Young voters less supportive of his re-election than of his election in 2008
PRINCETON, NJ -- U.S. registered voters are evenly split about whether they would back President Barack Obama for re-election in 2012 (45%) or "the Republican Party's candidate" (45%). This is similar to the results for the same question when it was asked a year ago.
Results from a parallel question Gallup asked during the presidencies of George W. Bush and George H.W. Bush show both of those presidents performing better on this re-elect measure at comparable points in their third years in office than Obama does today.
In polling from October 2001 through January 2004, George W. Bush consistently led an unnamed Democratic opponent, although by a shrinking margin as his job approval rating descended from a post-9/11 reading of 87% to the 50s and 60s. In February 2003, the point in Bush's presidency comparable to Obama's presidency today, Bush beat a generic Democrat among registered voters by 47% to 39%.
Gallup trends during George H.W. Bush's tenure were asked mostly during his third year in office, and show a similar descent in the elder Bush's standing vis-à-vis an unnamed Democrat. However, Bush's position switched from a strong lead -- 54% to 33% -- in February 1991, during the Persian Gulf War, to a slight deficit (39% to 43%) in early January 1992.

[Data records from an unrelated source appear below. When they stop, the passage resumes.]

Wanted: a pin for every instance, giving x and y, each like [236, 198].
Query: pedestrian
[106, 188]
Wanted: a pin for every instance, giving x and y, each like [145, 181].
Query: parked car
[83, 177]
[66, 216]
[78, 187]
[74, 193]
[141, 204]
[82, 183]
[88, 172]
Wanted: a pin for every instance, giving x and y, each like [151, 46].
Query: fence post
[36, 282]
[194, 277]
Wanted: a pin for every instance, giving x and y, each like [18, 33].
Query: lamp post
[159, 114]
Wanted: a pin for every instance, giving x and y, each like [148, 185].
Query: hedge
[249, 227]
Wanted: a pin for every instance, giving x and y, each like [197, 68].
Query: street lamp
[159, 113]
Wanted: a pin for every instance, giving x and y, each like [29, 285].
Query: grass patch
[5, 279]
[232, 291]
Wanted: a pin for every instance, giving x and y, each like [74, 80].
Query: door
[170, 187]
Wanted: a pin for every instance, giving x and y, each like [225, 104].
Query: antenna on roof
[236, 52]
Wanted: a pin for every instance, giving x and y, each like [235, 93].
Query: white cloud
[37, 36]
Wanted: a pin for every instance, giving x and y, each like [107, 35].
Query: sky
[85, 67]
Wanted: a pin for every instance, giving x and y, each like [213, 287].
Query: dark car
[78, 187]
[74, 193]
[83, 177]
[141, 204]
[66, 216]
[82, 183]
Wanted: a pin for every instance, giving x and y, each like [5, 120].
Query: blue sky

Most 2008 Demographic Support Patterns Carry Over to 2012
Women and nonwhites were important elements of Obama's winning 2008 coalition. Today, a wide gulf in political preferences remains between whites and nonwhites, with the majority of the former favoring the Republican candidate and a larger majority of the latter favoring Obama. Women are five percentage points more likely to say they would vote for Obama than are men (47% vs. 42%), similar to the seven-point gender gap in support for Obama in Gallup's final pre-election poll in 2008.
Younger voters are one element of Obama's original coalition that may not be intact heading into 2012. Gallup's 2008 pre-election poll found 63% of registered voters aged 18 to 34 choosing Obama, while 33% backed his Republican rival, John McCain. In addition, 53% of 35- to 54-year-old voters and 48% of those 55 and older supported Obama in that same poll. By contrast, today a bare majority of the 18- to 34-year-old group, 51%, and 43% of those 35 to 54 say they would vote to re-elect Obama.
Naturally, a large proportion of Democrats, 84%, support Obama for re-election, similar to the 88% of Republicans backing the Republican candidate.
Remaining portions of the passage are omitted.